To evaluate whether combination therapy of neratinib with trametinib increased toxicity, we compared the TRAEs of all grades (frequency > 10%) between the monotherapies of neratinib or trametinib reported in previous studies, and the TRAEs observed in our combination therapy study. The single agent neratinib taken at 180 mg, the most comparable dose level, has similar toxicity profile and frequency as combination therapy [27]. Trametinib monotherapy (2 mg) has overlapping TRAEs with combination therapy, albeit at a lower frequency. Supp. Table 3 shows the frequency of grade 3 TRAEs for monotherapies of trametinib or neratinib, and for combination therapy. Combination therapy had increased toxicity with increased instances of grade 3 AEs of diarrhea, nausea and vomiting compared to either single agent neratinib or trametinib.
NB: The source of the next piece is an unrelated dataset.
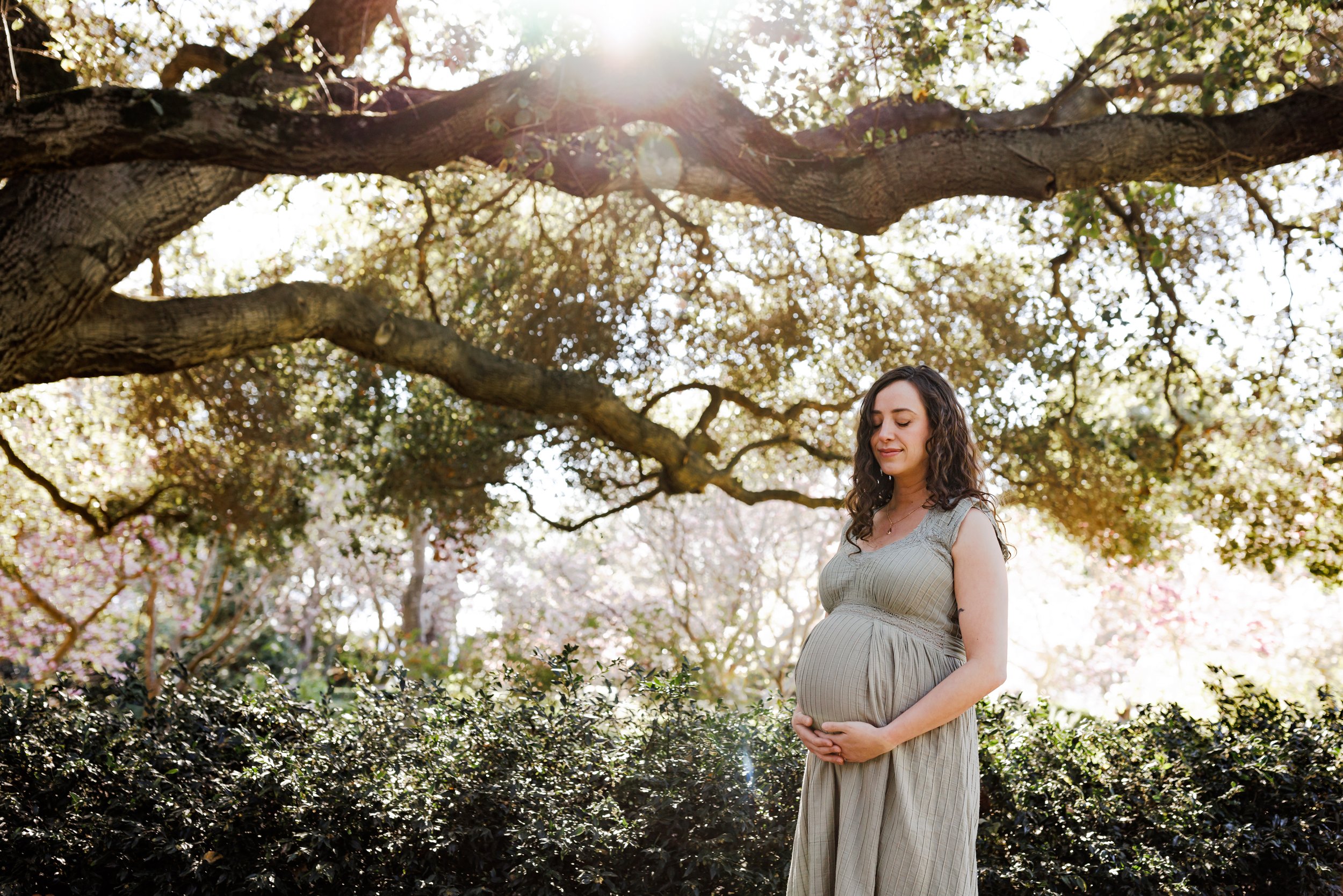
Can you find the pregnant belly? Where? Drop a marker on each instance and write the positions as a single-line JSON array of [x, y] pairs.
[[857, 668], [833, 671]]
Pharmacokinetic (PK) analysis
PK parameters were assessed for neratinib and trametinib from available samples obtained from 8 patients that were dosed at dose level minus 1 (160 mg neratinib daily with 1 mg trametinib 5 days on and 2 days off). The PK parameters are summarized in Table 4 and plasma concentration profiles in Fig. 2. After oral administration, trametinib concentration peaked at 5.6 h with Cmax of 38.1 ± 12.3 ng/mL and trough concentration (C24) was 27.8 ± 12.7 ng/ml. The mean area under the concentration–time curve (AUC) was 732 ± 339 ng*h/mL, mean half-life was 52 ± 38 h, and the oral clearance was 1.55 ± 0.63 L/h. For neratinib, the mean AUC, half-life and oral clearance were 1491 ± 1189 ng·h/mL, 18 ± 6.15 h and 76.7 ± 16.9 L/h, respectively. The mean time to maximum concentration was about 6 h post dose administration with Cmax concentration of 102 ± 79.99 ng/mL. Neratinib trough concentration (C24) was 43.99 ± 33.19 ng/mL.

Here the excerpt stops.